When I started as an investor, one of the most common mistakes I saw among new founders was their approach to building a Minimum Viable Product (MVP). It’s easy to think of an MVP as a simple, stripped-down version of the final product. But in reality, a great MVP is more than just a prototype—it’s the first test of your idea’s real value to customers.
Through my own experience with early-stage startups, both as an investor and as a former founder, I’ve seen MVPs that succeed and many that fall short. Here’s how to approach crafting an MVP that actually works.
Step 1: Define the Core Problem
Every successful MVP starts with a clear, well-defined problem. Early in my career, I launched a website to connect communities, and I quickly learned that without a concrete problem to solve, users wouldn’t see the value. Your MVP should focus on addressing one critical pain point for your target audience.
Take the case of Notion. Instead of launching as the all-in-one tool it is today, Notion’s MVP focused on providing a single workspace to organize and edit notes—targeting users frustrated by scattered files and information overload. This MVP version quickly caught on, allowing the team to validate the core problem and build around it. When planning your MVP, ask yourself: What is the one problem my product will solve for users?
Step 2: Focus on Viability, Not Perfection
The “V” in MVP stands for “viable,” which means your product must be functional and valuable, even if it’s not feature-rich. I often tell founders that an MVP isn’t just about making something minimal; it’s about creating a product that genuinely works for its intended purpose.
Consider Figma, which launched with a minimal set of design tools in a browser-based platform. While it didn’t yet rival established design software, Figma’s MVP was viable for collaborative design, something the market was lacking. This lean version was enough to prove Figma’s value to designers, laying the foundation for what is now a widely used design tool. Striking the balance between simplicity and functionality will help you validate your concept without wasting time on unnecessary features.
Step 3: Build, Launch, and Iterate Quickly
The primary purpose of an MVP is to test assumptions and gather feedback from real users. Once you have a viable version of your product, launch it and observe how users interact with it. When I invest in startups, I always look for teams that can rapidly iterate based on early feedback. A quick cycle of building, launching, and learning allows you to refine the product before scaling.

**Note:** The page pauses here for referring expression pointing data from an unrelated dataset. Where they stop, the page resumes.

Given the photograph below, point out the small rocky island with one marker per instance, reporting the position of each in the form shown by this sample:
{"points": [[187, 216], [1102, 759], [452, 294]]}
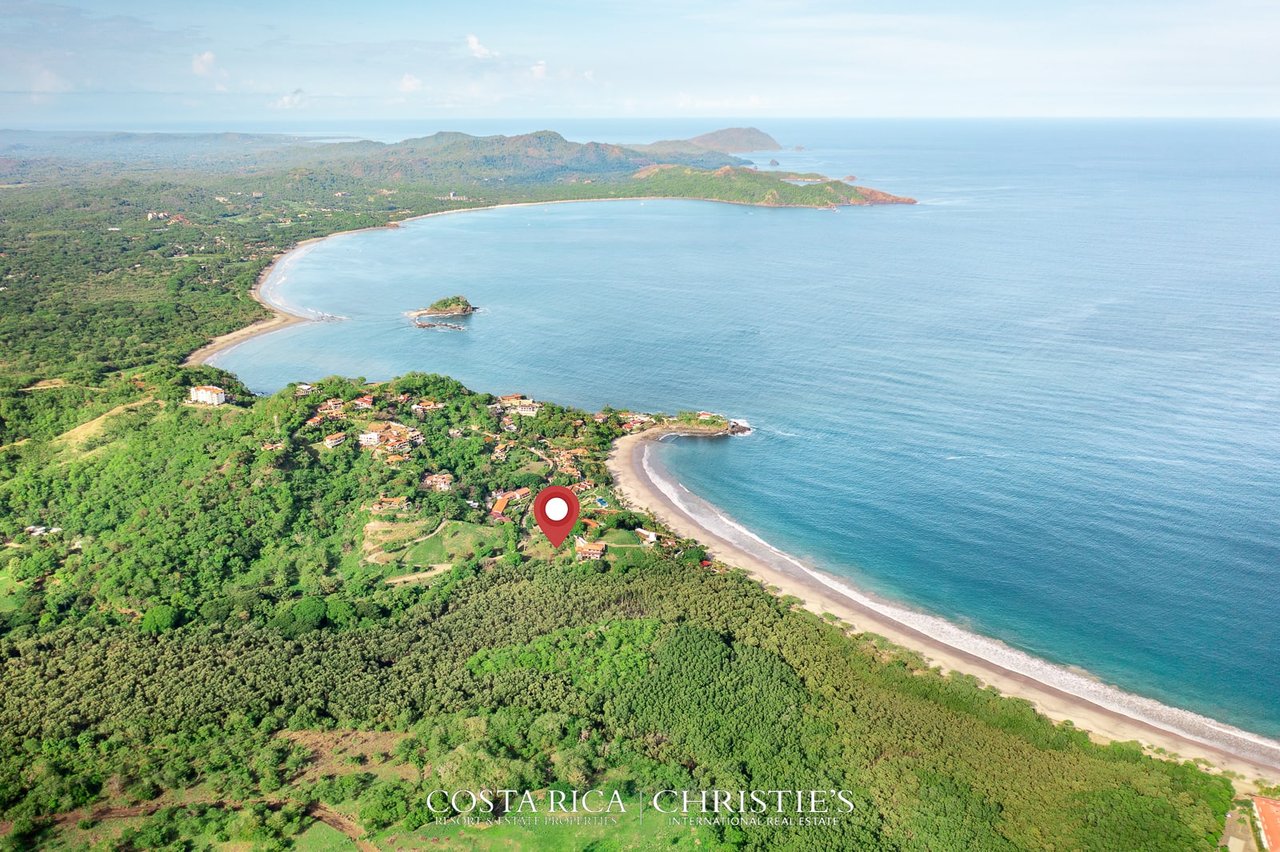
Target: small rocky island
{"points": [[439, 308], [448, 306]]}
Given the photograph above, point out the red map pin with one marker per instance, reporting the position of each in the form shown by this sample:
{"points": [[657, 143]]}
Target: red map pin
{"points": [[556, 511]]}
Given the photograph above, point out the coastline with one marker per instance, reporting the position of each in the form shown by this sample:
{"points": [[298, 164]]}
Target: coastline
{"points": [[1104, 711], [282, 317]]}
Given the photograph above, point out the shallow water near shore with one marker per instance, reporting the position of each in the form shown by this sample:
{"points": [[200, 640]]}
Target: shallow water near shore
{"points": [[1045, 403]]}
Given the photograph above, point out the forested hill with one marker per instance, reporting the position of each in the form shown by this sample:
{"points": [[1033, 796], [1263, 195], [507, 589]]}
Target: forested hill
{"points": [[216, 624], [119, 251], [283, 621], [530, 157]]}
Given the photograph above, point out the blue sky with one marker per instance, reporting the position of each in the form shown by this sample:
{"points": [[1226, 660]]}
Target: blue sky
{"points": [[133, 63]]}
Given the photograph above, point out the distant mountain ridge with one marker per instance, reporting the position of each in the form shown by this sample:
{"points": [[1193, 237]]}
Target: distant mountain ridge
{"points": [[735, 140]]}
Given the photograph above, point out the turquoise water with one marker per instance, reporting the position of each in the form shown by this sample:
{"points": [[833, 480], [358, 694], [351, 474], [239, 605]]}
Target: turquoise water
{"points": [[1043, 403]]}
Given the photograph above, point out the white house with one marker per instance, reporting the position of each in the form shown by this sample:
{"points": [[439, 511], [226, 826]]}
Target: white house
{"points": [[209, 394]]}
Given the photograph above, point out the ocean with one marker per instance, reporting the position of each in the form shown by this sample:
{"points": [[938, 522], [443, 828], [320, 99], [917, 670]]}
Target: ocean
{"points": [[1043, 403]]}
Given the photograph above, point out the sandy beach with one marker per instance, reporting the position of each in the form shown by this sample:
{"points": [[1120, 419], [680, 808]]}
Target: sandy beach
{"points": [[1057, 692], [280, 317]]}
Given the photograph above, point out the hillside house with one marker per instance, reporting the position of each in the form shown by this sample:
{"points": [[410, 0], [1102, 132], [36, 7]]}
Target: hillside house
{"points": [[438, 481], [208, 394], [585, 549]]}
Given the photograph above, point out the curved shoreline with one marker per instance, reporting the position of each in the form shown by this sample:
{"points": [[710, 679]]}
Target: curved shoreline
{"points": [[283, 317], [1060, 694], [1057, 692]]}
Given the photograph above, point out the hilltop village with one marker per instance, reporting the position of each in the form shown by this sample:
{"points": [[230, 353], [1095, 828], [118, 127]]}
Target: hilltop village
{"points": [[479, 458]]}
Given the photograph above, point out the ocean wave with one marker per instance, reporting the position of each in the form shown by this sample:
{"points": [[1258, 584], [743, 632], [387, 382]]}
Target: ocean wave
{"points": [[1070, 679]]}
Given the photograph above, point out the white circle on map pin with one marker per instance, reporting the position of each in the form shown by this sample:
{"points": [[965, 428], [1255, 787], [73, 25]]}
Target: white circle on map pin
{"points": [[556, 509]]}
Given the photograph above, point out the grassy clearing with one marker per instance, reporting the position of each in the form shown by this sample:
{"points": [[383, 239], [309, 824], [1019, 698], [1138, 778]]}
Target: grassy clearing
{"points": [[455, 541], [323, 838]]}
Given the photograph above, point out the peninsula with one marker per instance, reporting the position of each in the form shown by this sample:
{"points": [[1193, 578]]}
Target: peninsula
{"points": [[268, 617]]}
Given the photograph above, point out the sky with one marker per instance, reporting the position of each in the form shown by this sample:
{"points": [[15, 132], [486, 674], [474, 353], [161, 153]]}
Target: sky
{"points": [[132, 63]]}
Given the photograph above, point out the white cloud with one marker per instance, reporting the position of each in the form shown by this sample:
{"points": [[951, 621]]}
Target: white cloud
{"points": [[45, 85], [479, 50], [202, 64], [291, 101]]}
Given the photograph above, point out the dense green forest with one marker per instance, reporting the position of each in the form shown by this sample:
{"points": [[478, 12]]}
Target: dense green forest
{"points": [[283, 622]]}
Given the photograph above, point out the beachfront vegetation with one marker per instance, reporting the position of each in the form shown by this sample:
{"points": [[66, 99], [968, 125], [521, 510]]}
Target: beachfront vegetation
{"points": [[204, 607], [208, 595]]}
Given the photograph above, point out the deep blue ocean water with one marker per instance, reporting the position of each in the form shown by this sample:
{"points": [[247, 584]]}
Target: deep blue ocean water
{"points": [[1043, 403]]}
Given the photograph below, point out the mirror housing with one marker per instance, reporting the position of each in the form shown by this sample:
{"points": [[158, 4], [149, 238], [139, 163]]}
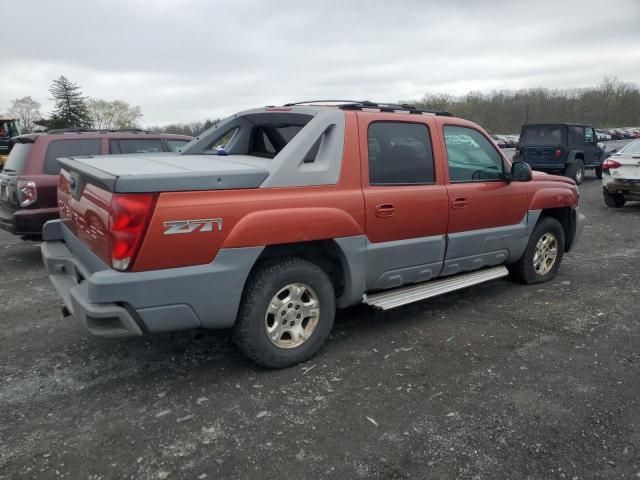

Take Clubhouse, for example. Initially, it launched as a very basic, invite-only platform for audio conversations. Early feedback guided Clubhouse’s features, from rooms and hosts to user profiles. By staying flexible and iterating quickly, Clubhouse was able to grow rapidly and capture the audio-social niche before competitors entered the market.
Step 4: Engage with Early Users
As a founder, building relationships with your earliest users is crucial. They’re the ones who will help you understand what’s working and what isn’t. When I launched my community website, my best insights came directly from users who were passionate about the idea. I’ve since encouraged many founders to foster this kind of relationship with early adopters—they provide invaluable feedback and are often the most loyal supporters of a new product.
When engaging early users, be transparent about your product’s development. This relationship often generates the kind of word-of-mouth that money can’t buy. An excellent example of this is the team at Buffer, who openly shared updates and roadmaps with their users, creating a loyal community and gathering valuable insights to improve their product.
Step 5: Measure Success with Key Metrics
One of the most important parts of an MVP is establishing clear metrics to measure its effectiveness. As an investor, I look for startups that track their progress from day one. Whether it’s user retention, engagement, or customer acquisition, defining these metrics early on will help you evaluate the MVP’s performance.
Take Calendly, the scheduling tool. From the beginning, Calendly tracked metrics like user adoption and booking completion rates to understand engagement. By focusing on these key performance indicators, they could refine the experience, making it intuitive and valuable for users. This focus on metrics helped them stand out in a crowded market, paving the way for growth.
Final Thoughts: A Purpose-Driven Approach
Crafting an MVP that works is about creating something meaningful, not minimal. By focusing on solving a core problem, ensuring viability, iterating based on real feedback, engaging with early users, and tracking key metrics, you can launch with purpose and set your startup on the path to growth.
Your MVP isn’t just a prototype; it’s your product’s first proof of value. For new founders, remembering this distinction can make all the difference in your startup’s early success. With a purpose-driven MVP, you’re not only building a product—you’re setting the foundation for a solution that truly matters.